- My Instant localization kit:
- Hip sunglasses – 4 Euros (negotiated price from South Asian street vendor)
- Hip scarf – 3 Euros “ “ “ “
- Hip sneakers (Hogan) – 325 Euros (no negotiation possible with high-end retailers, my dignity remains intact)
- Abundant caffeine sources – 1.2-6 Euros (sold everywhere where society gathers)
- Active mobility of my hands when emulating locals expressing strong emotion, especially about politics, soccer, and interpersonal relationships. – 0 Euros (some degree of unfettered self-expression required)
- 2. I’ve disregarded Google Italy, or any other navigational guidance – I tried, but can’t learn to live with vague generalizations and intermittent accuracy on intricate driving directions – apparently they are more committed to the viaggio (journey) than the destination.
- 3. I don’t worry about drinking cappuccino after 1pm or other internet bred travel “must dos” – the Italians know I’m a tourist, so I’ll gain some self-respect and be one.
- 4. I’ve learned enough Italian with Pimsleur tapes to say “grazie” to men, women/young women – in the future I will forget any other crash course in vocabulary; just learn directions to finding bathrooms. I say “molto squisito” only after a really good dish – I don’t overuse. (This exotic expression not covered in Pimsleur, but sounds cool)
- 5. If I dress well (see #1) I am able to walk directly into any café or hotel and use the toilet (see #4). I don’t slow down, I don’t make eye contact. If stopped, I resort to wild hand gestures (see #1e).
- 6. Once again, I am reminded to pack only 10% of what I think I need to take – I still only wear what’s on the top layer of my suitcase anyway. Will I ever learn?
- 7. I may gain weight – so I will stop torturing myself and relax. If I really want to go local – I will start smoking – that will help with the weight and raise the cool factor (see #1). I pledge I will go on a watercress and non-fat yogurt diet when I return home. That should help with the guilt.

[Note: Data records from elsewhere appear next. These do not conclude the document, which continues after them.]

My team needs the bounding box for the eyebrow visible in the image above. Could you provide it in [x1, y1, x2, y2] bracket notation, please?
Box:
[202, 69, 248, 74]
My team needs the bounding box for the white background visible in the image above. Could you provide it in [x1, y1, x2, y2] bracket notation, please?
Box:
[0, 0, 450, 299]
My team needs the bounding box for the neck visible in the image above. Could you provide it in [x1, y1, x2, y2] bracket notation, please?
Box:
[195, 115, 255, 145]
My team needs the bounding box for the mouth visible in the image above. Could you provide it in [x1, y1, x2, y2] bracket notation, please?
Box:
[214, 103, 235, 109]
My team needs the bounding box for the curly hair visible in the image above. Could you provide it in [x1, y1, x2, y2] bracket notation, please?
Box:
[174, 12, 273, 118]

Walking for six hours a day seems to counterbalance most of intake of pasta, pastries, and gelato.
- 8. I now drive in Italy practicing offensive, not defensive driving –others on the road respect me for it – they seem to express their approval with Neapolitan dialectics and exaggerated hand gestures (1e).

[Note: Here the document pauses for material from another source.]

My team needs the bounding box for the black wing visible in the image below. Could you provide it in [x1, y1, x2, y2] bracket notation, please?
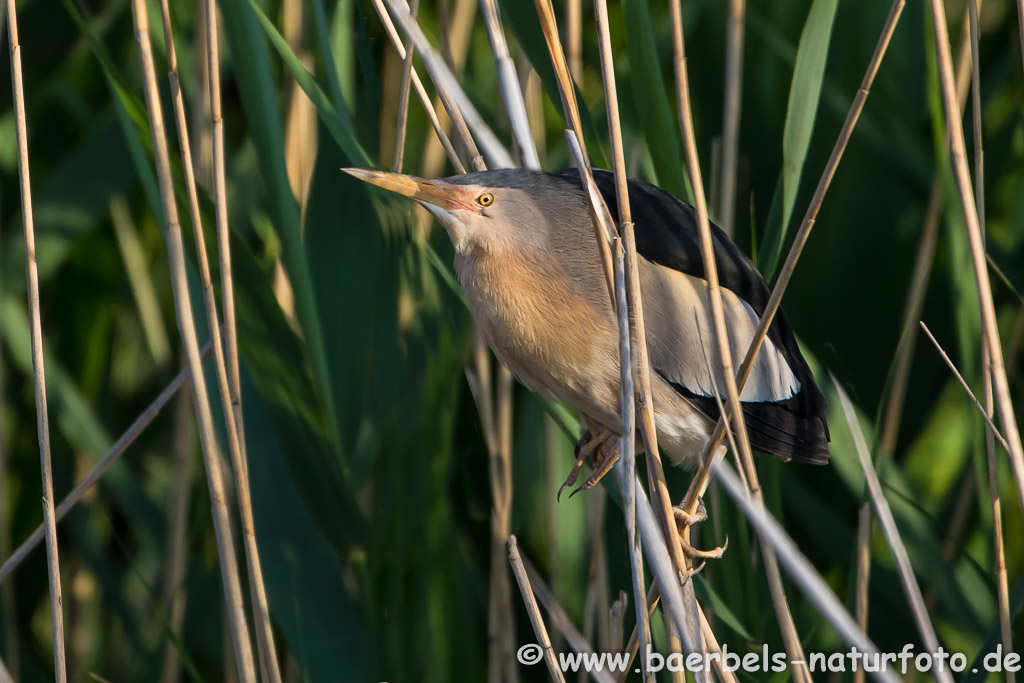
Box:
[555, 169, 829, 464]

- 9. When I encounter other Americans, I pretend to be Canadian and feel, well… smugly superior.
- 10. I leave BIG tips, I leave small tips – doesn’t seem to matter. Italian wait staffs bring vast enthusiasm to the profession, and seem to regulate the service to how courteous and witty I am (see #4). Guess that’s something ya’ can’t coach in a User Guide🙂
Click on pix!
Huh — I didn’t know Carlucci made men’s wrestle-wear!
OK, color me confused. I’m not sure who’s writing this now. There’s a pic with Lisa with cool new “hip” sunglasses and a scarf. I don’t see Howard with same. In fact, I don’t see Howard at all. But even in my mind’s eye I don’t see him with a scarf. Maybe a cravat, or dickie and pocket square, but not a scarf. Not even to go native.
I’m just saying.
And while I’m saying…..spaghetti alle vongole SI!
Yes Howard, we, your fans, insist that you show visual evidence that it is actually you on this fabulous trip! Of course, who else would take a photo of a “no photo” sign? 😉
I am laughing so hard at this user’s guide that my cool sunglasses fell off. My vote is for a photo of Howard inside the forbidden photo location.